The load capacities at various stages such as, first crack, service load and ultimate stage are summarised in the Table 9 and Figure 9. It is seen that the load at the appearance of first crack was almost the same in the case of RPCC and RGPC beams, despite the slightly higher compressive strength of the RGPC beams. This could be attributed to the marginally lower flexural strength of GPC compared to OPCC probably due to weaker aggregate-paste transition zone and possible shrinkage cracking in the ITZ due to its rapid setting. The first crack load expressed as a fraction of the corresponding ultimate load was distinctly lower for RGPC beams as seen from Figure 9. The RGPC beams also showed lower service load of 43-69% of ultimate load carrying capacity against 63-73% for RPCC beams due to slightly lower flexural rigidity of RGPC. The ultimate load carrying capacity of RGPC beams, except FAB-1 was found to be in the narrow range of 77-90 kN. The ultimate load carrying capacities of the RGPC beams were about 14-17% more than RPCC beams. This could be attributed to their higher compressive strength. As seen from table 10, the normalized moment capacities for RGPC beams were significantly lower with respect to cracking and service load and marginally different in the case of ultimate moment with the exception of low compressive strength beam FAB1. The beam GGB3 showed lower moment capacity than anticipated and this was discovered to be due to lower yield strength and ultimate strength of steel (330 MPa and 430 MPa) used for their production.

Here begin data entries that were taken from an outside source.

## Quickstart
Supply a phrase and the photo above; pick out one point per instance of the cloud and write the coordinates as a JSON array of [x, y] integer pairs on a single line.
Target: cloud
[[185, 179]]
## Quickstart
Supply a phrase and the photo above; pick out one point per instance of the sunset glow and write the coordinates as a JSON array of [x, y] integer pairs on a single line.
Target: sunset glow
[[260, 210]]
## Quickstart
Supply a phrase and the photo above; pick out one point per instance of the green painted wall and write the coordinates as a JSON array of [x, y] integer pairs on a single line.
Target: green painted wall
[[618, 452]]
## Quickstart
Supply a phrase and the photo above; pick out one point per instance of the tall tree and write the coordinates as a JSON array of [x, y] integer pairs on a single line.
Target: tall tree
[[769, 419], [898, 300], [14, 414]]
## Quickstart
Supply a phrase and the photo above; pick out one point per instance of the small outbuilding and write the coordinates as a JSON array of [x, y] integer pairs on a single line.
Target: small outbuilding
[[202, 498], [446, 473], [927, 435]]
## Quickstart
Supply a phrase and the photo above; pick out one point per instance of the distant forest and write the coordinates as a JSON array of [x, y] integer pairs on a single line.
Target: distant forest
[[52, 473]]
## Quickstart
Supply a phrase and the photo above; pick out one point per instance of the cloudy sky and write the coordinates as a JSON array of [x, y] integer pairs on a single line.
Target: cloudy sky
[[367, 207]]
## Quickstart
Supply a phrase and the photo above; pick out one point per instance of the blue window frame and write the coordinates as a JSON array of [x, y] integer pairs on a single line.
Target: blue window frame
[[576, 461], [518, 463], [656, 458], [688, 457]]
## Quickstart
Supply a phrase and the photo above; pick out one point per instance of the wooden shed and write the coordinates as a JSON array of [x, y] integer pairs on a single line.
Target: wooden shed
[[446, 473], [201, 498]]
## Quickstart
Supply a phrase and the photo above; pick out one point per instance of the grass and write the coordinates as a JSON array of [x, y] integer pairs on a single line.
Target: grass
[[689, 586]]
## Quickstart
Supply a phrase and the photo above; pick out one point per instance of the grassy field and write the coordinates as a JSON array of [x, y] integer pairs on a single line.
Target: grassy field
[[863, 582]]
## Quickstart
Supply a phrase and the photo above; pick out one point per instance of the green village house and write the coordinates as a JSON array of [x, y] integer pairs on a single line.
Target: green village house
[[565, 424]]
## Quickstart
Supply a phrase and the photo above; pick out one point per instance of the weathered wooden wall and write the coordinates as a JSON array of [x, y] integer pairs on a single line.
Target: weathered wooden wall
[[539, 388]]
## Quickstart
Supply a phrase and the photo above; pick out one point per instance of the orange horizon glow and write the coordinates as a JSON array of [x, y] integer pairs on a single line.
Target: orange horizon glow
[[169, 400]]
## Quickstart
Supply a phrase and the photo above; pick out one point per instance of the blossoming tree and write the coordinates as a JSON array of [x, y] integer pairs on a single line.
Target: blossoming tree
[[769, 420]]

3.5 Crack width and crack spacing

The flexure cracks were the first to initiate in the Constant Bending moment Zone 99(CBMZ) as expected. As the load increased, the existing cracks propagated and new cracks developed in the farther regions of CBMZ. In the shear span regions, the flexural cracks gave way to inclined cracks with increasing load. These inclined cracks were prominent in case of beam specimens with higher percentage of tensile reinforcement [Figure 12a and 12 b]. The spacing of cracks varied along the span. The crack patterns observed for RGPC beams were found to be similar to that of RPCC beams.





Figure 12a: Crack patterns and failure mode of RPCC beam specimens

Figure 12b: Crack patterns and failure mode of RGPC beam specimens

Figure 11 shows the variation in average crack width with load for all the beam specimens. In general, the RGPC beam specimens developed the same order of crack width and total number of flexural cracks (around 40) compared to RPCC beam specimens for a given load as is observed from Table 11 except for beam GGB3. The GGB-3 specimen recorded the maximum crack width at peak load (0.53 mm) while the specimen GGB1 recorded the least (0.32).The spacing of the cracks in the flexural zone was almost similar for both RPCC and RGPC beams.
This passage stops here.